I've been looking at it myself:
Emotional return for Lo Duca
By KEVIN BAXTER
kbaxter@herald.com
MILWAUKEE - The Los Angeles Dodgers are expecting a sellout for tonight's game against the Marlins. After all, it's Korean American Community Night.
But not everyone in the crowd of 55,000-plus will be cheering for the home team -- or for Korean first baseman Hee Seop Choi, a former Marlin.
Catcher Paul Lo Duca, the Dodgers' most popular player until he and Choi switched teams in a six-player deal 18 days ago, is certain to get a warm reception in his first trip to Los Angeles since the trade.
Even the Dodgers manager plans to give him a hand.
''I expect a standing ovation, a well-deserved one,'' said Jim Tracy, who now wears Lo Duca's No. 16 Dodgers jersey, partly in tribute. ``I might give him one, too.''
But while Lo Duca still has friends among the fans and his ex-teammates, he remains bitter about being traded from the organization he spent his entire pro career with.

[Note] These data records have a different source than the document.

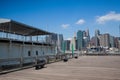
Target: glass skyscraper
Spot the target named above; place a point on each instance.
(80, 40)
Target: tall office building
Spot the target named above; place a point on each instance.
(80, 40)
(67, 43)
(73, 43)
(60, 41)
(112, 42)
(53, 38)
(97, 34)
(105, 40)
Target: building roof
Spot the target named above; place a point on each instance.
(11, 26)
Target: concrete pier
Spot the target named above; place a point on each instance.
(83, 68)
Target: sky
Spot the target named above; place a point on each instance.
(65, 16)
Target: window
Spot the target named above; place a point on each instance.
(29, 53)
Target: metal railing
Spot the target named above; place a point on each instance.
(13, 64)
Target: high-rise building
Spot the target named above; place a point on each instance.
(60, 41)
(112, 43)
(73, 43)
(105, 40)
(97, 34)
(67, 43)
(80, 40)
(53, 38)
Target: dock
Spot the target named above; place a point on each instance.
(83, 68)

''I got all my stuff out of the other clubhouse, and I'm not going to go over there,'' he said Sunday. ``It has nothing to do with the other guys. Just to keep it that way.
``The toughest part is seeing those guys over there, your friends that you played with for a long time. That's going to be difficult.
'I've never been in the visitors' clubhouse there. So that's going to be a little weird.''
Jeff Weaver, tonight's starter for the Dodgers, can sympathize after being traded three times in the past two years.
''I remember going back to Detroit the first time I got traded,'' he said. ``Just being in the other dugout is strange.
``He's going to be trying to show us, put a hurting to us. He wants to show it was a bad decision for the trade to be made.
``[But] it doesn't take much to put things behind you. You kind of understand what the baseball business is all about. The first trade is definitely the strangest.''
Lo Duca, who had a pair of doubles Sunday to raise his average to .429 in 11 games with the Marlins, said the most difficult adjustment he has had to make so far has been off the field.
But he hopes to close that chapter this week by helping his wife Sonia, who is 6 ½ months pregnant, finish moving out of the couple's Pasadena apartment.
''Making phone calls, getting movers here and getting your clothes shipped, I think that's been the toughest part,'' Lo Duca said. ``That's the toughest part of moving any time. I have all that stuff in L.A., my furniture. I'm just going to give it to Goodwill, most of it.''
But while Lo Duca admitted tonight's homecoming will be emotional, reliever Guillermo Mota, who came to Florida with Lo Duca, sees the three-game series in Los Angeles as just another series.
''It's a team like any other,'' Mota said of the Dodgers. ``It's like when I got traded from Montreal. It wasn't a big deal when I went to back to Montreal.''
NO FACING PENNY
One player the Marlins won't have to worry about facing this week is former teammate Brad Penny, who went to Los Angeles along with Choi in the Lo Duca trade.
Penny, who hasn't picked up a baseball since lasting just 14 pitches in his second start with Los Angeles eight days ago, has been placed on the 15-day disabled list, retroactive to Aug. 9, with a sore right biceps.
''The way I feel today, I'm pretty close,'' said Penny, who can be activated Aug. 24.